I held perfectly still. The blade was cold against my neck; my chin tucked into my chest. Hector hummed tunelessly to the song about Freeport. On the tiled floor were the feathered shreds of my hair. I thought of a sheep being shorn, tied up, then trucked off to slaughter.

The clipper switched off.

“My God,” he said, as if amazed.


What?

“I mean, I
thought
you were going to look good, but—Christ—” He started shaking his head.

I made a face. Was he making fun of me? I felt the short stubble with my hand, then asked for a mirror.

“What do you think?” Hector said.

I gripped the mirror in my hand. It was hard not to be repulsed. It made my eyes leap out, the thick brows above them darker, bushier, even demonic. My facial bones looked sharper, more masculine. Could I pull this off? It didn’t jibe at all with the way I knew myself, and I doubted I’d ever get used to it, but
hey.
I liked and hated it at once.

“You’re going to need some sun on that scalp, paleface. Let’s sit in the grass.”

“But—” I looked around for a hat. I might have been standing before him without clothes.

He switched off the Laura Nyro. “Come on, fancy boy,” he said, laughing harder. “We’re going outside.”

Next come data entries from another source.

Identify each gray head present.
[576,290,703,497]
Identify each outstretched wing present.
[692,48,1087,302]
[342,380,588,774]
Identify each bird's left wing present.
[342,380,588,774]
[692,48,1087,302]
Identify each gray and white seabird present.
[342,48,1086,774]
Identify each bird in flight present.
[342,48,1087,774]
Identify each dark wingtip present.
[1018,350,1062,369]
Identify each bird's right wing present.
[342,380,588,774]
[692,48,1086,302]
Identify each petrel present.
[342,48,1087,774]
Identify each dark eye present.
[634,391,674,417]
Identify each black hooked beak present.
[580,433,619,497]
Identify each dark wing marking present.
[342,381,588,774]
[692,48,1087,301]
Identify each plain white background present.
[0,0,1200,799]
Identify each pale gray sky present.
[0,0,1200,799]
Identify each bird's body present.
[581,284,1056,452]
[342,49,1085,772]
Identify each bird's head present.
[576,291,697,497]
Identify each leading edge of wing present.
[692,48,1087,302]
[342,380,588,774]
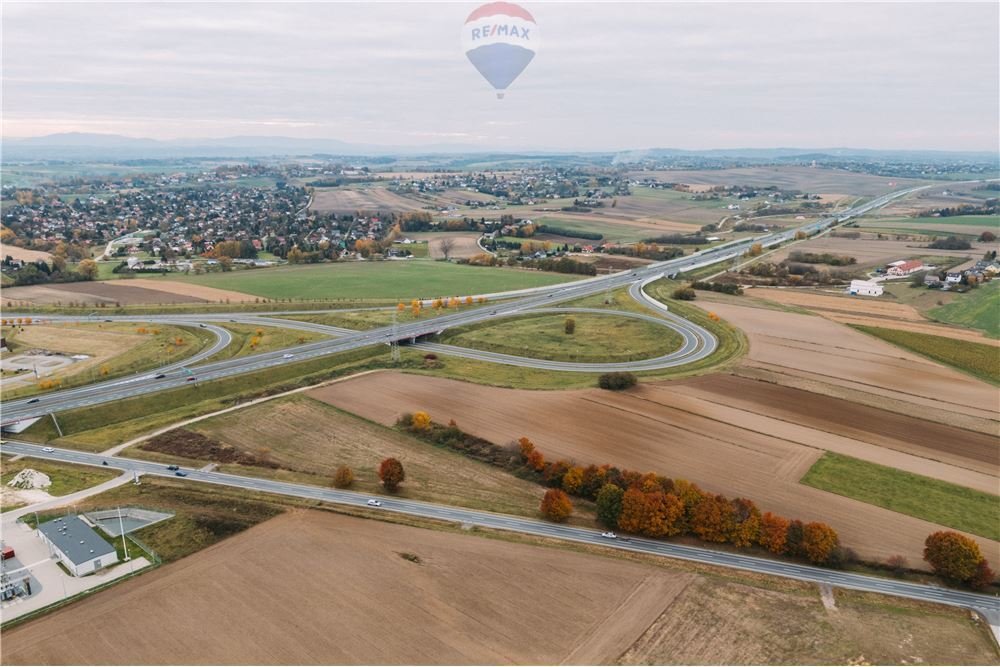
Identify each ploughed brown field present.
[766,235,980,271]
[3,278,254,307]
[404,232,483,259]
[2,512,694,665]
[748,288,1000,347]
[0,243,52,262]
[311,370,1000,564]
[711,302,998,422]
[0,511,997,665]
[629,167,921,196]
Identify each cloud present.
[0,2,1000,149]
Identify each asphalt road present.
[0,186,930,424]
[0,440,1000,626]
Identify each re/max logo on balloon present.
[462,2,541,98]
[471,23,531,41]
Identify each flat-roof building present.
[38,515,118,577]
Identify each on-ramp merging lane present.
[0,440,1000,626]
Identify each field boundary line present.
[100,368,392,456]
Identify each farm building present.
[885,259,924,276]
[847,280,883,296]
[38,516,118,577]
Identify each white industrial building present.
[847,280,883,296]
[38,516,118,577]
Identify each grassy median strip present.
[440,312,683,363]
[22,346,388,451]
[800,452,1000,540]
[852,324,1000,385]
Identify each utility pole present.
[389,310,399,364]
[118,505,129,563]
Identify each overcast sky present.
[2,1,1000,150]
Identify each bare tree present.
[438,237,455,259]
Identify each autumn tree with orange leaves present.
[757,512,789,554]
[541,489,573,523]
[378,457,406,491]
[802,522,840,564]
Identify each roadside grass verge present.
[22,475,294,563]
[439,312,683,363]
[19,346,389,451]
[124,394,556,518]
[0,456,121,510]
[850,324,1000,385]
[4,322,215,400]
[799,452,1000,540]
[202,323,329,363]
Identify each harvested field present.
[310,187,426,214]
[750,287,924,322]
[712,303,997,421]
[311,374,1000,564]
[766,235,991,270]
[406,232,483,259]
[3,278,254,307]
[630,167,921,196]
[618,580,996,665]
[0,243,52,262]
[123,278,254,303]
[2,512,695,665]
[170,396,543,516]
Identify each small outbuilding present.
[38,516,118,577]
[847,280,884,296]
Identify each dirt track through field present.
[2,511,695,665]
[312,374,1000,563]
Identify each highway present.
[0,440,1000,626]
[0,186,930,424]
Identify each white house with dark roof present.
[38,515,118,577]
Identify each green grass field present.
[851,324,1000,385]
[204,324,329,363]
[145,261,579,302]
[441,313,682,363]
[0,457,120,511]
[800,452,1000,540]
[928,280,1000,338]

We sat on a patch of burnt lawn behind the office. It was a breezy, torporous afternoon. The sun was warm, coiling, boring down into the roots of my scalp. All at once I realized I was high, unbearably high. I lay back down on the grass, laughing quietly, my arms latching behind my head. Above me, wild violet clouds blew in from the Gulf.

Hector turned onto his side, looking at me, propping up his head on his palm. I heard footsteps down the sidewalk heading in our direction. I felt too stalled and contented, too lazy to move.

“Have you seen your brother?” Hector called.

“No,” I said, but then I realized he wasn’t talking to me. I lay flat on my back, staring up at my brother’s blasted face. He attempted to smile, though he couldn’t stop biting into his lip.

“When did you do that?”

“This afternoon,” Hector said, answering for me. “Just a few minutes ago, in fact. I cut it myself.”

The three of us fell silent. My back pinched. I tried to cover my eyes—their hazy red wetness would be sure to give us away. I sat up, wishing I’d worn my shirt, brushing off the blades of dead grass stuck to my shoulders. I looked over at Hector, who seemed amused by it all, a passing glimmer of superiority on his face.

“But why?” Peter said. “Your old haircut looked perfectly fine.”

“Why
not?
” I said.

He shrugged, put off by the hardness in my voice. “It’ll grow back,” he said calmly. “No reason to be upset.” He glanced at Hector, blinked once, then lugged off a hose toward the junction boxes.